Часть 14 из 19 В начало
Для доступа к библиотеке пройдите авторизацию
Он умолк и покраснел, как рак, так как сообразил, кто роковая правдивость заставила его быть очень неделикатным относительно учителя и поспешно прибавил:
— Я хочу сказать, сэр, что, может быть, дядя Бен ревнует, а так как он теперь так богат, что может жениться на Кресси, то, зная, что она приходит учиться в школу, я…
— Все не то! — вмешался Джонни. — Кресси видится с ним не в школе, и теперь дядя Бен угощает ее мороженым в кондитерской.
— Ну, положим так, дурачок, да ведь Сет этого не знает, — резко перебил его Руперт. И более вежливым тоном заметил учителю:
— Ну вот видите, Сет видел, как дядя Бен ухаживает за Кресси и подумал, что он привел ее сюда.

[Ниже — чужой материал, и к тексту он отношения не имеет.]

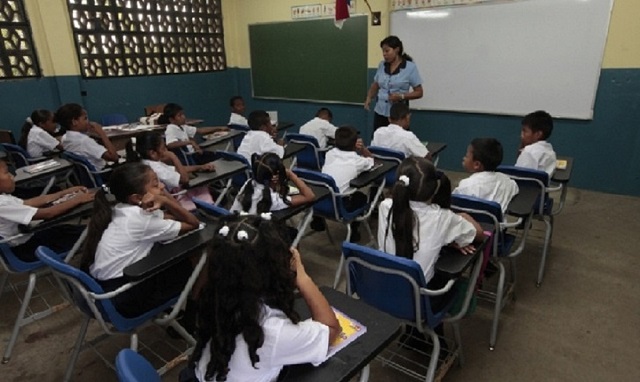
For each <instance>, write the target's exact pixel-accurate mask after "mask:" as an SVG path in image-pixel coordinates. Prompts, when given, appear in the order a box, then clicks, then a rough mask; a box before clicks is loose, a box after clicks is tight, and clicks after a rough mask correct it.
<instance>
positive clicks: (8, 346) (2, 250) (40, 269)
mask: <svg viewBox="0 0 640 382" xmlns="http://www.w3.org/2000/svg"><path fill="white" fill-rule="evenodd" d="M67 254H68V252H65V253H62V254H59V255H58V254H55V256H56V258H57V259H58V260H59V261H63V259H64V258H65V257H66V256H67ZM0 264H1V265H2V268H4V272H3V273H2V275H0V295H2V292H3V291H4V287H5V285H6V283H7V280H8V278H9V274H28V275H29V281H28V283H27V288H26V290H25V292H24V296H23V297H22V303H21V305H20V310H19V311H18V317H17V318H16V322H15V324H14V325H13V331H12V332H11V337H10V338H9V342H8V343H7V347H6V349H5V351H4V356H3V358H2V363H7V362H9V360H10V359H11V353H12V351H13V347H14V346H15V344H16V340H17V339H18V333H19V332H20V328H22V327H23V326H25V325H27V324H29V323H31V322H34V321H37V320H39V319H42V318H45V317H47V316H49V315H51V314H53V313H55V312H57V311H59V310H60V309H62V308H63V307H66V306H67V305H68V304H67V303H62V304H59V305H56V306H50V305H49V304H48V303H47V304H46V305H47V309H44V310H42V311H40V312H31V311H29V314H27V309H28V308H29V303H30V302H31V297H32V296H33V292H34V290H35V287H36V281H37V278H38V276H45V275H47V274H49V273H50V272H49V269H48V268H46V267H45V265H44V264H43V263H42V261H33V262H25V261H22V260H20V259H19V258H18V257H17V256H16V255H15V254H14V253H13V251H12V250H11V247H10V246H9V244H7V243H6V240H5V239H4V238H2V237H1V236H0ZM10 285H11V287H12V289H14V291H16V292H17V291H18V288H16V287H15V286H13V285H12V284H11V283H10Z"/></svg>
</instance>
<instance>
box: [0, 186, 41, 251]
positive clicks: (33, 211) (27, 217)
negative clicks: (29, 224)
mask: <svg viewBox="0 0 640 382" xmlns="http://www.w3.org/2000/svg"><path fill="white" fill-rule="evenodd" d="M37 212H38V209H37V208H35V207H31V206H28V205H26V204H24V200H22V199H20V198H16V197H15V196H12V195H9V194H0V236H2V238H3V239H8V238H10V237H12V236H15V235H18V234H19V233H20V231H19V230H18V225H20V224H29V223H31V219H33V216H34V215H35V214H36V213H37ZM31 236H32V235H24V236H21V237H19V238H15V239H13V240H9V241H8V242H7V243H8V244H9V246H10V247H15V246H16V245H20V244H24V243H25V242H27V240H29V239H30V238H31Z"/></svg>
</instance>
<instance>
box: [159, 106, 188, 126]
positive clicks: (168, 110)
mask: <svg viewBox="0 0 640 382" xmlns="http://www.w3.org/2000/svg"><path fill="white" fill-rule="evenodd" d="M183 110H184V108H183V107H182V106H180V105H178V104H177V103H168V104H166V105H164V109H162V115H161V116H160V118H158V123H160V124H166V123H170V122H171V121H170V119H171V118H175V116H176V115H178V113H179V112H181V111H183Z"/></svg>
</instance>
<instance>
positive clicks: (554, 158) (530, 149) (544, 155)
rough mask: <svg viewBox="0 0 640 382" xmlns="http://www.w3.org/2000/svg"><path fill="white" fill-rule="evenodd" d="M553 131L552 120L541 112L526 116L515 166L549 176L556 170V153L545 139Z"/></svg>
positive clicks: (533, 112)
mask: <svg viewBox="0 0 640 382" xmlns="http://www.w3.org/2000/svg"><path fill="white" fill-rule="evenodd" d="M552 131H553V119H552V118H551V116H550V115H549V113H547V112H546V111H543V110H538V111H534V112H533V113H530V114H527V115H526V116H525V117H524V118H523V119H522V130H521V132H520V155H519V156H518V160H517V161H516V166H518V167H527V168H532V169H535V170H541V171H545V172H546V173H547V174H549V176H551V175H552V174H553V171H554V170H555V169H556V153H555V151H553V147H552V146H551V143H549V142H547V139H549V137H550V136H551V132H552Z"/></svg>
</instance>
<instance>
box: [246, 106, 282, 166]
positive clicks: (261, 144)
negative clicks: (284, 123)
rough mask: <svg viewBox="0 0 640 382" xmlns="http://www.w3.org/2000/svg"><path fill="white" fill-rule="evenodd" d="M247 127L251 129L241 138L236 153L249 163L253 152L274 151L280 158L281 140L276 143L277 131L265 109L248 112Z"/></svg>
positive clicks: (259, 154) (271, 151) (268, 151)
mask: <svg viewBox="0 0 640 382" xmlns="http://www.w3.org/2000/svg"><path fill="white" fill-rule="evenodd" d="M249 127H250V128H251V131H249V132H248V133H247V134H246V135H245V136H244V138H243V139H242V143H241V144H240V147H238V154H240V155H242V156H243V157H245V158H247V161H249V163H251V156H252V155H253V154H258V155H262V154H264V153H275V154H277V155H278V156H279V157H280V158H282V156H283V155H284V147H282V141H280V142H278V143H276V141H275V138H276V135H277V134H278V131H277V129H276V127H275V126H273V124H272V123H271V119H270V118H269V114H268V113H267V112H266V111H264V110H254V111H252V112H251V114H249Z"/></svg>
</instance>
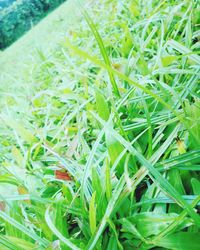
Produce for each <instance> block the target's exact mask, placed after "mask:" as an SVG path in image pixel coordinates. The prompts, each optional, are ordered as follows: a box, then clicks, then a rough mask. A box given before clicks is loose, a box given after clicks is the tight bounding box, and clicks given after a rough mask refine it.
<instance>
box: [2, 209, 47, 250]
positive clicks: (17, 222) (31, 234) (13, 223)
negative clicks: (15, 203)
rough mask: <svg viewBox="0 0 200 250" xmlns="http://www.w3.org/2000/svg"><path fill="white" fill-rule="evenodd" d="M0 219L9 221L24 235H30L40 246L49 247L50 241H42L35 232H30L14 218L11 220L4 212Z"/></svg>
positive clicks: (29, 235) (21, 224)
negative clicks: (21, 231) (18, 229)
mask: <svg viewBox="0 0 200 250" xmlns="http://www.w3.org/2000/svg"><path fill="white" fill-rule="evenodd" d="M0 218H2V219H3V220H5V221H7V222H8V223H9V224H11V225H12V226H14V227H16V228H17V229H19V230H20V231H22V232H23V233H24V234H26V235H28V236H29V237H30V238H32V239H33V240H35V241H36V242H38V243H39V244H40V245H42V246H44V247H47V246H48V245H49V242H48V240H46V239H42V238H41V237H39V236H38V235H37V234H36V233H34V232H33V231H30V230H28V229H27V228H26V227H25V226H23V225H22V224H20V223H19V222H18V221H16V220H14V219H13V218H11V217H10V216H9V215H7V214H6V213H4V212H3V211H0Z"/></svg>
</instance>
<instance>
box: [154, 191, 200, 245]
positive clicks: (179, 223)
mask: <svg viewBox="0 0 200 250" xmlns="http://www.w3.org/2000/svg"><path fill="white" fill-rule="evenodd" d="M199 201H200V195H199V196H197V197H196V198H195V200H193V202H192V204H191V207H195V206H196V205H197V204H198V203H199ZM187 213H188V212H187V209H184V210H183V211H182V212H181V213H180V215H179V216H177V218H176V219H175V220H174V221H173V222H172V223H171V224H170V225H169V226H168V227H167V228H165V229H164V230H163V231H162V232H161V233H160V234H159V235H157V236H155V237H154V238H153V239H152V240H151V242H153V243H155V244H156V241H158V240H160V239H161V238H163V237H164V236H166V235H167V234H168V233H171V232H172V230H175V228H176V227H177V226H178V225H179V224H180V223H181V222H182V221H183V219H184V218H185V217H186V216H187Z"/></svg>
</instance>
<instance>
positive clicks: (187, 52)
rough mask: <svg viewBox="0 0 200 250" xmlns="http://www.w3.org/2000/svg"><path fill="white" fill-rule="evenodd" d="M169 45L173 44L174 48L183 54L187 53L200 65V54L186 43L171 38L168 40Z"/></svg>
mask: <svg viewBox="0 0 200 250" xmlns="http://www.w3.org/2000/svg"><path fill="white" fill-rule="evenodd" d="M167 45H169V46H171V47H172V48H173V49H175V50H177V51H178V52H180V53H181V54H183V55H186V56H187V57H188V58H189V59H190V60H192V61H193V62H195V63H197V65H200V56H198V55H197V54H195V52H193V51H191V50H190V49H188V48H187V47H185V46H184V45H182V44H180V43H179V42H177V41H175V40H173V39H171V40H170V41H168V42H167Z"/></svg>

Но учитель увидел из всего этого только одно. Девушка которая всего лишь два дня тому назад беспечно бросила его на произвол судьбы в критическую минуту, девушка, вовлекшая его в пограничную свалку, которая могла сгубить его положение и ее доброе имя, — эта девушка спокойно ела мороженое с выгодным женихом, нимало не думая о нем. Связать эти два факта было, может быть, не логично, но очень неприятно.

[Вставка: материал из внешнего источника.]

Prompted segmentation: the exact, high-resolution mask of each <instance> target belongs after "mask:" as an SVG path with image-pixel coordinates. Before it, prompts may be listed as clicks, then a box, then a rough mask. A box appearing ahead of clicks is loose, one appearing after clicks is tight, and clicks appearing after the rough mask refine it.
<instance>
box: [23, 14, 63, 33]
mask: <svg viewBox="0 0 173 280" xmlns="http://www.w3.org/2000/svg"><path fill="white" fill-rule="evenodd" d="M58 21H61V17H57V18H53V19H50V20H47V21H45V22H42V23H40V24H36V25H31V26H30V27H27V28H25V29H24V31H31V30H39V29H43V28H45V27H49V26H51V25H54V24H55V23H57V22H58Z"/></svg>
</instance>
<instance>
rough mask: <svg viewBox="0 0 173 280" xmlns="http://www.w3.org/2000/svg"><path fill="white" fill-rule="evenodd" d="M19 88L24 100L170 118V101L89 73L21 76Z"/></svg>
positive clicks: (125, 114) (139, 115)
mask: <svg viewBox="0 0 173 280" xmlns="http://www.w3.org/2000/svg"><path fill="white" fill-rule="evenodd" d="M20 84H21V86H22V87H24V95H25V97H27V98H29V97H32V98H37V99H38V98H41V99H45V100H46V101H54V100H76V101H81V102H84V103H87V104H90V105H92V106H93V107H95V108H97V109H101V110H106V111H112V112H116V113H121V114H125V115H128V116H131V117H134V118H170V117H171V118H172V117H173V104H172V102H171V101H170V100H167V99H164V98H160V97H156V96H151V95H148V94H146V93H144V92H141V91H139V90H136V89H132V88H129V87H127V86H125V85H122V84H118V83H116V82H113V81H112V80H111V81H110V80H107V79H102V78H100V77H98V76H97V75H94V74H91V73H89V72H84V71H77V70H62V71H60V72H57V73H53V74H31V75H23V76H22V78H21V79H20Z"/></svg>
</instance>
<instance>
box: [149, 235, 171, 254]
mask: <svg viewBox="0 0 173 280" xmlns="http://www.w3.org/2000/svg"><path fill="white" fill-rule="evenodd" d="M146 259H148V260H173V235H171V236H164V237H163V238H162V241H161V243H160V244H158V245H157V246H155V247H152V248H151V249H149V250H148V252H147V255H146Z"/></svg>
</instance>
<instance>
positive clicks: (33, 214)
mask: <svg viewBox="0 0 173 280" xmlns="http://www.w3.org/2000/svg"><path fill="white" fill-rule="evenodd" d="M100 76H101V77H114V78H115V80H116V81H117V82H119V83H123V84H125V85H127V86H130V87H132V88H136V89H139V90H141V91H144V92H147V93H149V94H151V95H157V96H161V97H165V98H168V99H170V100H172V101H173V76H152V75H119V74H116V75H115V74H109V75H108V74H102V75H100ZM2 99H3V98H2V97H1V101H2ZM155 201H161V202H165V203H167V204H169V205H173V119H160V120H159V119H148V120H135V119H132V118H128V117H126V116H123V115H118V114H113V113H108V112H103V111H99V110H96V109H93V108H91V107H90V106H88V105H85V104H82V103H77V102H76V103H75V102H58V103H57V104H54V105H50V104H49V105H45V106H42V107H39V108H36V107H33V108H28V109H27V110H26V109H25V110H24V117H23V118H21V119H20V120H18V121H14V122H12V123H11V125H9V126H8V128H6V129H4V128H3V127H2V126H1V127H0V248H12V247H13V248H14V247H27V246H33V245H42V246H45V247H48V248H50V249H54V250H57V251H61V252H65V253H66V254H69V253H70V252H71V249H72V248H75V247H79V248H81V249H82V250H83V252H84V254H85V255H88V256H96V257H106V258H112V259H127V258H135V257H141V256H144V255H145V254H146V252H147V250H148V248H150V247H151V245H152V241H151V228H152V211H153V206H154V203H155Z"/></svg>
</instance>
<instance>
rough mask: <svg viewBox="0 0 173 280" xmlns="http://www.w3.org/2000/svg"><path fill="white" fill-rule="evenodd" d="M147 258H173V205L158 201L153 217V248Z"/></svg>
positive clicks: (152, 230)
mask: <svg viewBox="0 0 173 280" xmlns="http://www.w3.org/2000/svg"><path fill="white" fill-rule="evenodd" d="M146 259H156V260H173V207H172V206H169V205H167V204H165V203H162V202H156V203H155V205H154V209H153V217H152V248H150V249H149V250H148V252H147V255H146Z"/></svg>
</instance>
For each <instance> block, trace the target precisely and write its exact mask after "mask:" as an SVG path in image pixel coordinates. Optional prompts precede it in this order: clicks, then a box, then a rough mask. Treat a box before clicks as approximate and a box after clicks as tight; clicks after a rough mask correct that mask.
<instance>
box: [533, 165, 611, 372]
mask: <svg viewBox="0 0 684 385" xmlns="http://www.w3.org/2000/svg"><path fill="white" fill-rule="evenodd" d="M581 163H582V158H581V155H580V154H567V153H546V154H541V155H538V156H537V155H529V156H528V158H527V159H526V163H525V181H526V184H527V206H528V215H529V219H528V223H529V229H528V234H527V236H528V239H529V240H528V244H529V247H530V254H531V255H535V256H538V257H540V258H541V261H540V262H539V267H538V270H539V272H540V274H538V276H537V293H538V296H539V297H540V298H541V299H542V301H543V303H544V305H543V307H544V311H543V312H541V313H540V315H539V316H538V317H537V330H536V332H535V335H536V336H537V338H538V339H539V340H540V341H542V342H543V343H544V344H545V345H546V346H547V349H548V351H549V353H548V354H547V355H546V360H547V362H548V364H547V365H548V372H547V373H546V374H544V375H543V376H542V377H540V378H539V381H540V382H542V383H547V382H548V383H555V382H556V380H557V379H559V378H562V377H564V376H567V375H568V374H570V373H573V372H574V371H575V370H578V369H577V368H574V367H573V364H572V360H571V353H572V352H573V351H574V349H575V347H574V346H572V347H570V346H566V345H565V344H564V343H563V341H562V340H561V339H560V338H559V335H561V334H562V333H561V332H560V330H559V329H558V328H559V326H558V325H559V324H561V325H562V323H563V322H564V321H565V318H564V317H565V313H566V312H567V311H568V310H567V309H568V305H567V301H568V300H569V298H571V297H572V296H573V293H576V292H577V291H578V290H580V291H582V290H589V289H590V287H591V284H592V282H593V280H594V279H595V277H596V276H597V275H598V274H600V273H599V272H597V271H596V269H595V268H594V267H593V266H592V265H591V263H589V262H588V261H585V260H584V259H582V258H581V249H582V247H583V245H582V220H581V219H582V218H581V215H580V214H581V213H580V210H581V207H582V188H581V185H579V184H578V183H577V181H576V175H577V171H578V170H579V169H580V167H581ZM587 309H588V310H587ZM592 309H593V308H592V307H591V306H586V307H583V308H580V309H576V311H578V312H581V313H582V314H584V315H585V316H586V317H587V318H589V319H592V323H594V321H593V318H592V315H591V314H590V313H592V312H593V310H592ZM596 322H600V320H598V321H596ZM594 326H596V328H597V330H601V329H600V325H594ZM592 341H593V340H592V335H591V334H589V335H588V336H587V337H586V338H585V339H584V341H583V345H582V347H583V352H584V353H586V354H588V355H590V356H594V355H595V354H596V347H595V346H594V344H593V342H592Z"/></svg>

Тем неприятнее, что ему казалось, что не только красивые глаза Руперта, но даже и детские круглые глазки Джонни глядят на него с смущенной и неловкой жалостью.
— Я думаю, Джонни верит в то, что говорит, не правда ли, Джонни? — улыбнулся он с напускной развязностью. — Но я не вижу пока необходимости урезонивать Сета Девиса. Расскажите мне про себя, Руп. Я надеюсь, что дядя Бен, разбогатев, не думает менять своего юного учителя?
— Нет, сэр, — просиял Руперт. — Он обещает взять меня с собой в Сакраменто в качестве личного секретаря или доверенного клерка, если… если…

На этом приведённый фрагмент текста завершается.